Methods. The population for this study consisted of all students in production vocational agriculture programs in Illinois. One hundred and four students from nine schools comprised the sample, 47 in the treatment group and 57 in the control group. Since random assignment of students to treatment groups was impossible, a quasi-experimental design was used. Treatments were randomly assigned to classes. A pretest was administered prior to the beginning of instruction, and a posttest and student attitude instruments were administered immediately following the completion of instruction. Pretest scores, student background categories, previous biology experience categories, post graduation plans, and attitudes toward agriculture were used as covariate measures to control for possible pretreatment group achievement differences.

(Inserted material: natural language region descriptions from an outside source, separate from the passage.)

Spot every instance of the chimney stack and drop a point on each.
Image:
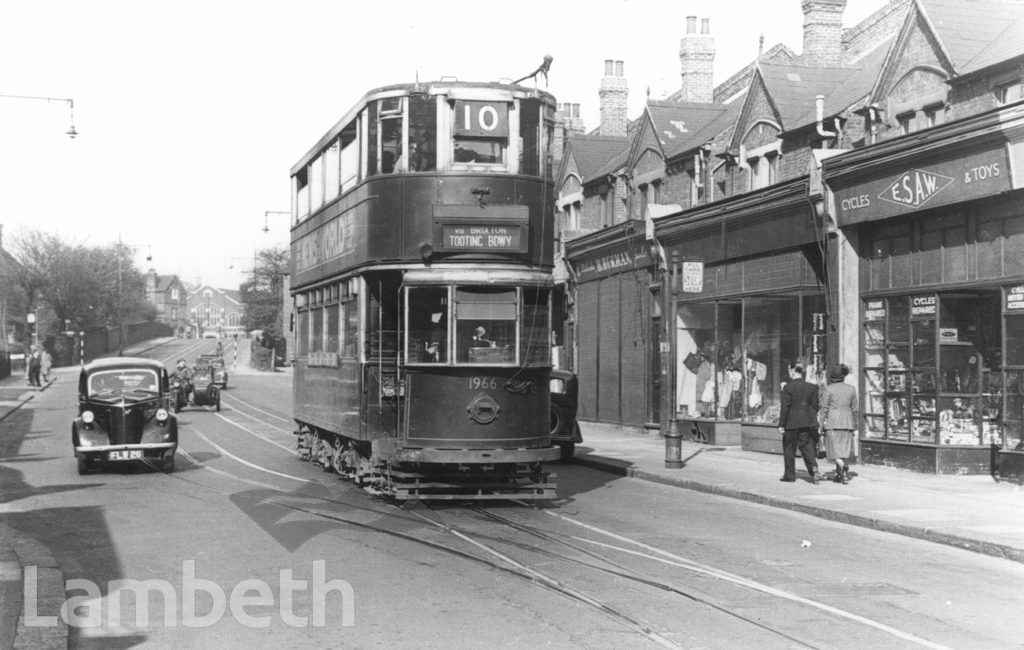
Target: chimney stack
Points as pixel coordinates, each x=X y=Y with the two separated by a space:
x=567 y=124
x=822 y=32
x=613 y=94
x=696 y=57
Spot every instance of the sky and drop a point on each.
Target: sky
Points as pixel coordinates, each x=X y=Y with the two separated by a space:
x=190 y=113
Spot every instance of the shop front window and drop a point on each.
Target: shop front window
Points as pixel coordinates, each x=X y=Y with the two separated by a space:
x=771 y=328
x=733 y=355
x=933 y=370
x=1013 y=383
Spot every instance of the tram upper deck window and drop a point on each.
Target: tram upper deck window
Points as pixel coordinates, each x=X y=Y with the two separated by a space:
x=485 y=319
x=422 y=133
x=390 y=114
x=480 y=132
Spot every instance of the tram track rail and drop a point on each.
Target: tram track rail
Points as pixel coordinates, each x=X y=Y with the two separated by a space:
x=496 y=551
x=493 y=551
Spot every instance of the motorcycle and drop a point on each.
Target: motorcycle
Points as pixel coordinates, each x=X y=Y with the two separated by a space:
x=179 y=394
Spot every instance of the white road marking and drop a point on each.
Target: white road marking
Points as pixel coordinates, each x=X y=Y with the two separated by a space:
x=247 y=463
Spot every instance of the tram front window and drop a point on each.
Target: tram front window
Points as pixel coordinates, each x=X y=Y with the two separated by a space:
x=484 y=330
x=428 y=337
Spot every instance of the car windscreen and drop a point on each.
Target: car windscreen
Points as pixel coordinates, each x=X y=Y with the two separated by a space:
x=123 y=380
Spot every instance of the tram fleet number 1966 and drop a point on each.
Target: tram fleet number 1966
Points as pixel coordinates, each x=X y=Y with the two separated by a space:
x=484 y=383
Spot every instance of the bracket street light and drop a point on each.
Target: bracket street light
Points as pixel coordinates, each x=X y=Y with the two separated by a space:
x=71 y=104
x=267 y=213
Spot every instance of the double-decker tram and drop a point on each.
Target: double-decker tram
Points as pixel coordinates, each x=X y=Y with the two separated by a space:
x=421 y=278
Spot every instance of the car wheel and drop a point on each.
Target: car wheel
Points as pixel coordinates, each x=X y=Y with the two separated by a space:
x=557 y=418
x=567 y=450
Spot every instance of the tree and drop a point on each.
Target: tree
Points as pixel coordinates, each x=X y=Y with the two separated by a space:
x=88 y=287
x=261 y=295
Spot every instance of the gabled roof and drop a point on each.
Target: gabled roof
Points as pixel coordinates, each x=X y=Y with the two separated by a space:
x=685 y=126
x=793 y=89
x=854 y=88
x=593 y=153
x=966 y=28
x=230 y=294
x=164 y=283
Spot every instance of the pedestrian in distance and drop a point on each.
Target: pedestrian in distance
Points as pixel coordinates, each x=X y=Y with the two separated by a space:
x=839 y=414
x=798 y=422
x=35 y=366
x=47 y=363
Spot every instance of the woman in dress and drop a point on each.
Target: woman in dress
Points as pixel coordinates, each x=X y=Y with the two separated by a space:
x=839 y=413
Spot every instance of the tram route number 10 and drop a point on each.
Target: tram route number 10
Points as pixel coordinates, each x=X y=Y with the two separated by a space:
x=484 y=383
x=481 y=118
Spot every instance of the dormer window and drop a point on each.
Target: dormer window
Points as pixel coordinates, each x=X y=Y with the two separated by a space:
x=760 y=154
x=906 y=123
x=1010 y=92
x=764 y=169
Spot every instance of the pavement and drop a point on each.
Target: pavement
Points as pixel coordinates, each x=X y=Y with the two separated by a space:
x=974 y=513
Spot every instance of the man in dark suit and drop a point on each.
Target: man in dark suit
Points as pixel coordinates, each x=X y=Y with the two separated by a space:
x=798 y=421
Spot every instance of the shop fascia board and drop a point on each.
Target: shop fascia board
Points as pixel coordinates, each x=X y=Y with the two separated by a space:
x=595 y=242
x=786 y=197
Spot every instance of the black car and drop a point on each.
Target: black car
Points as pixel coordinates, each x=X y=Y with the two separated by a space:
x=123 y=415
x=564 y=402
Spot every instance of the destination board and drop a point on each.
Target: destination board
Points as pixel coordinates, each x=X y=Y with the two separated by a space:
x=506 y=239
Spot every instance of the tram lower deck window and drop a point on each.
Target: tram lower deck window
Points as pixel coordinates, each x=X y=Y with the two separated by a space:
x=485 y=329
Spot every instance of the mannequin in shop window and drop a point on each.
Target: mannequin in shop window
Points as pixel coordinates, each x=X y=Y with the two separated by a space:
x=731 y=383
x=706 y=381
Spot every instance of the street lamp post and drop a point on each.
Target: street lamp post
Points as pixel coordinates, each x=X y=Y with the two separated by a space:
x=71 y=105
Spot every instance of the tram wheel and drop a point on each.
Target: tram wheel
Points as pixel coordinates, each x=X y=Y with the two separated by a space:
x=324 y=455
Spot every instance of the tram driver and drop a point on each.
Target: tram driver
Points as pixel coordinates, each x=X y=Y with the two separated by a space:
x=480 y=339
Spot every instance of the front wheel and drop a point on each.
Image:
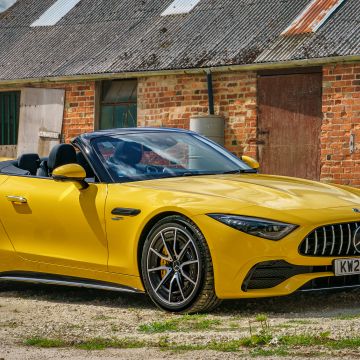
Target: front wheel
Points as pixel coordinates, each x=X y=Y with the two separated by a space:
x=176 y=267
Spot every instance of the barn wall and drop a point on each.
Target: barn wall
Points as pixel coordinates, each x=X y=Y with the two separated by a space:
x=171 y=100
x=341 y=118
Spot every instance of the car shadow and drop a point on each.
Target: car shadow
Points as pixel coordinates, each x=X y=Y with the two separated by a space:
x=325 y=304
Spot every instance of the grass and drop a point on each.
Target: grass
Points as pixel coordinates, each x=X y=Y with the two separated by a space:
x=348 y=317
x=258 y=345
x=45 y=342
x=184 y=323
x=300 y=322
x=101 y=344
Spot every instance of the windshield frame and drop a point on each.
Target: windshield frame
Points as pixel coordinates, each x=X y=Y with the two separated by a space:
x=241 y=165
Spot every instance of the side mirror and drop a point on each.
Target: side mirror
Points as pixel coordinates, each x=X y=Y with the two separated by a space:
x=250 y=161
x=71 y=172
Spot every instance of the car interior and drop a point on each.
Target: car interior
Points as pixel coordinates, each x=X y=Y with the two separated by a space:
x=33 y=165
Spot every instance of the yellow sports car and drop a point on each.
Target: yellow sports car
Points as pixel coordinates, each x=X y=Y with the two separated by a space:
x=170 y=213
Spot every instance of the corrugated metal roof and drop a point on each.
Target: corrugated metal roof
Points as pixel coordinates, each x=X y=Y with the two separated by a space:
x=313 y=16
x=5 y=4
x=339 y=36
x=113 y=36
x=180 y=7
x=55 y=13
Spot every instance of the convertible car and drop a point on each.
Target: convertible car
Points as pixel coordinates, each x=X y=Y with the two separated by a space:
x=170 y=213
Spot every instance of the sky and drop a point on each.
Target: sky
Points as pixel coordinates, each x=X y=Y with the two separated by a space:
x=5 y=4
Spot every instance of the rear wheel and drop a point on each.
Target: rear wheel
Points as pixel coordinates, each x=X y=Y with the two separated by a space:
x=176 y=267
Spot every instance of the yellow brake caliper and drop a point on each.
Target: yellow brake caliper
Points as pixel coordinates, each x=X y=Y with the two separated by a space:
x=164 y=262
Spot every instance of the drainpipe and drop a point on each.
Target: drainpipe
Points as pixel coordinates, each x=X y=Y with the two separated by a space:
x=210 y=125
x=210 y=92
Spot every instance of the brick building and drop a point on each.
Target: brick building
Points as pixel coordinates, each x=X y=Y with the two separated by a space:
x=285 y=74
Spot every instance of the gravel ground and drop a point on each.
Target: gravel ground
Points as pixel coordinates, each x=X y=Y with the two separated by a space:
x=78 y=316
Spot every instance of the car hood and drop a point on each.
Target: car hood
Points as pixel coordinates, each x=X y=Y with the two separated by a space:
x=274 y=192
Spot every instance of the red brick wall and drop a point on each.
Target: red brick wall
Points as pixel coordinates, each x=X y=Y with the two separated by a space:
x=79 y=107
x=171 y=100
x=341 y=109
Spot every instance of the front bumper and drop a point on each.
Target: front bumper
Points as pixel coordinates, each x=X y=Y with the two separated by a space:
x=235 y=255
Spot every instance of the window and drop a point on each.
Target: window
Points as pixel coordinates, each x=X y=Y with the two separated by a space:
x=55 y=13
x=118 y=104
x=180 y=7
x=6 y=4
x=9 y=117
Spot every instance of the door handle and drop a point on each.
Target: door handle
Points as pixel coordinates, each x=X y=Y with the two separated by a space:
x=17 y=199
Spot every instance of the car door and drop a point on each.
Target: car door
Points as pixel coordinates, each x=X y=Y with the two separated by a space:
x=55 y=222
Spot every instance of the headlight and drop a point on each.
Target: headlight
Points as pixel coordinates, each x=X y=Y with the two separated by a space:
x=268 y=229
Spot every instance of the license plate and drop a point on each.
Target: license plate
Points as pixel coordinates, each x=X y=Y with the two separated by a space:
x=346 y=267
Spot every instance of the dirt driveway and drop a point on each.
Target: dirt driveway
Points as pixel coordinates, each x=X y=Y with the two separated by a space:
x=39 y=322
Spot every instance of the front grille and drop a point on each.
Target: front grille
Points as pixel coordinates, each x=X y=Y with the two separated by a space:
x=331 y=240
x=332 y=283
x=269 y=274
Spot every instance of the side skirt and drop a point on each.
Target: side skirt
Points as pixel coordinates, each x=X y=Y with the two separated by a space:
x=50 y=279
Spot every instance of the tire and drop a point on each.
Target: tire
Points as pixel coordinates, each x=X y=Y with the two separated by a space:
x=176 y=267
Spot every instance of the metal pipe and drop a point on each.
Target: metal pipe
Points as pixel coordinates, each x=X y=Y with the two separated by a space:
x=210 y=92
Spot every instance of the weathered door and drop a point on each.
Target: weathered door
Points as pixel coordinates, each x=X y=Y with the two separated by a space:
x=9 y=122
x=41 y=118
x=289 y=124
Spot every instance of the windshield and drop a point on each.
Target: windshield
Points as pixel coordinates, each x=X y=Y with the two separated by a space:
x=151 y=155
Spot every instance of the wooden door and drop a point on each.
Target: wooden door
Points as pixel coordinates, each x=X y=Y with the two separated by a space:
x=289 y=124
x=41 y=118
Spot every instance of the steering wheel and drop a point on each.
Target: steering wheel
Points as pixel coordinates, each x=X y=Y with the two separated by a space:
x=149 y=169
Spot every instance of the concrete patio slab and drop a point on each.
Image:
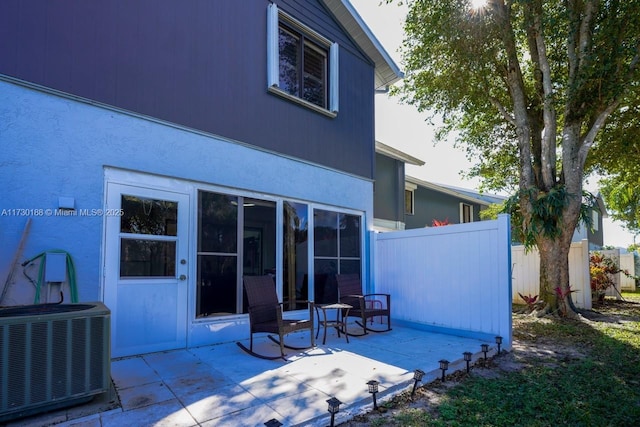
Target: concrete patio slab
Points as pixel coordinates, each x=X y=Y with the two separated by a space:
x=220 y=385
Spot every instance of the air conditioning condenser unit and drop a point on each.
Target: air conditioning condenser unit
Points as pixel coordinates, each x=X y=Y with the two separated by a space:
x=52 y=356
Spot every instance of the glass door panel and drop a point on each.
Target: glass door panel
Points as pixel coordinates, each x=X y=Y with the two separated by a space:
x=295 y=257
x=258 y=240
x=337 y=244
x=217 y=290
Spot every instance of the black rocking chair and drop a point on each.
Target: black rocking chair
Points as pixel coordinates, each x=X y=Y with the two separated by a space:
x=265 y=315
x=350 y=290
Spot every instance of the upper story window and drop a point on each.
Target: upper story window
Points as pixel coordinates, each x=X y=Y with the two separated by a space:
x=409 y=198
x=302 y=65
x=466 y=213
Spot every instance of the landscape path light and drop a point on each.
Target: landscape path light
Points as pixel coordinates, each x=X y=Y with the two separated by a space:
x=334 y=408
x=373 y=389
x=467 y=358
x=485 y=348
x=417 y=377
x=444 y=365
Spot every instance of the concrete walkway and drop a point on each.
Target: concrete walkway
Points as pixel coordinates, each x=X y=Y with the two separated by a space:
x=220 y=385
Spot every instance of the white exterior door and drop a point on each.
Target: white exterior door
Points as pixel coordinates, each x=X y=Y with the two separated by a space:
x=146 y=268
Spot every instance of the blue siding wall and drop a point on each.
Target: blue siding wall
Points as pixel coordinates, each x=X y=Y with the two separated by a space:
x=55 y=147
x=197 y=63
x=388 y=196
x=430 y=205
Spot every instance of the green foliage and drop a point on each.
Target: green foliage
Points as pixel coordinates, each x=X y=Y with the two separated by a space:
x=595 y=386
x=492 y=211
x=622 y=193
x=528 y=86
x=547 y=211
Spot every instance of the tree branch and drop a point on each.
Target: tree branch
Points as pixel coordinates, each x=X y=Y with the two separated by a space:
x=503 y=111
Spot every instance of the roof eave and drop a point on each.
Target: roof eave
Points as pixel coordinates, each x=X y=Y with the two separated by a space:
x=386 y=71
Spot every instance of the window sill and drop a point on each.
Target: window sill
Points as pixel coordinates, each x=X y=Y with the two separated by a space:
x=277 y=91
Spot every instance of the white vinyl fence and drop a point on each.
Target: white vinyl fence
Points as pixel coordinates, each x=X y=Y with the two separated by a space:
x=526 y=273
x=454 y=279
x=628 y=263
x=615 y=255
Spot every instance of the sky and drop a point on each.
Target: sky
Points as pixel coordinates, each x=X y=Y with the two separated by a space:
x=403 y=127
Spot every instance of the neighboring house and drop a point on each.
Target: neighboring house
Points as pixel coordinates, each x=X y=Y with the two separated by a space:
x=391 y=188
x=593 y=234
x=437 y=202
x=172 y=147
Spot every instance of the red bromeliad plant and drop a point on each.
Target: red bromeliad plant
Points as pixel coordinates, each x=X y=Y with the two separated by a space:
x=530 y=301
x=601 y=269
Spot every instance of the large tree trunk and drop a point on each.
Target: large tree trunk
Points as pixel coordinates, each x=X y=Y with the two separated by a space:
x=555 y=288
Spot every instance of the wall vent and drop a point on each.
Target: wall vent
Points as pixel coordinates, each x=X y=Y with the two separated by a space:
x=52 y=356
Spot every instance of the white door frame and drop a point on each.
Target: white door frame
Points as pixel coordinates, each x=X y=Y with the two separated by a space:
x=148 y=314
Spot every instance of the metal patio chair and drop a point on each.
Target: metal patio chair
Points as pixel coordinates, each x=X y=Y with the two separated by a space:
x=350 y=291
x=265 y=316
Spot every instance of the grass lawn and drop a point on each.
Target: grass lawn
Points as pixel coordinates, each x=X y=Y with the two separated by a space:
x=559 y=373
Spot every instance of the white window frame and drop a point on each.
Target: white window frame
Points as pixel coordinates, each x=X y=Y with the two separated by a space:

Data were analyzed by means of analysis of variance and covariance, t-tests, and correlational and descriptive statistics.
Findings. (1) The overall achievement mean of students taught using the integrated approach was significantly higher than that of those taught using the traditional approach (p $<$.01). (2) The applied biology achievement mean of students taught using the integrated approach was significantly higher than that of those taught using the traditional approach (p $<$.01). (3) There were significant relationships between student achievement and background (r = $-.15$), previous biology experience (r =.41) and post graduation plans (r =.21). (4) There were significant differences in both overall achievement and in applied biology achievement between students from farm, rural nonfarm, and urban backgrounds (p $<$.05). (5) The attitude toward the curricular plan used of the students taught using the integrated approach was significantly more positive than that of those taught using the traditional approach (p $<$.001).
Thesis (Ph.D.)--University of Illinois at Urbana-Champaign, 1987.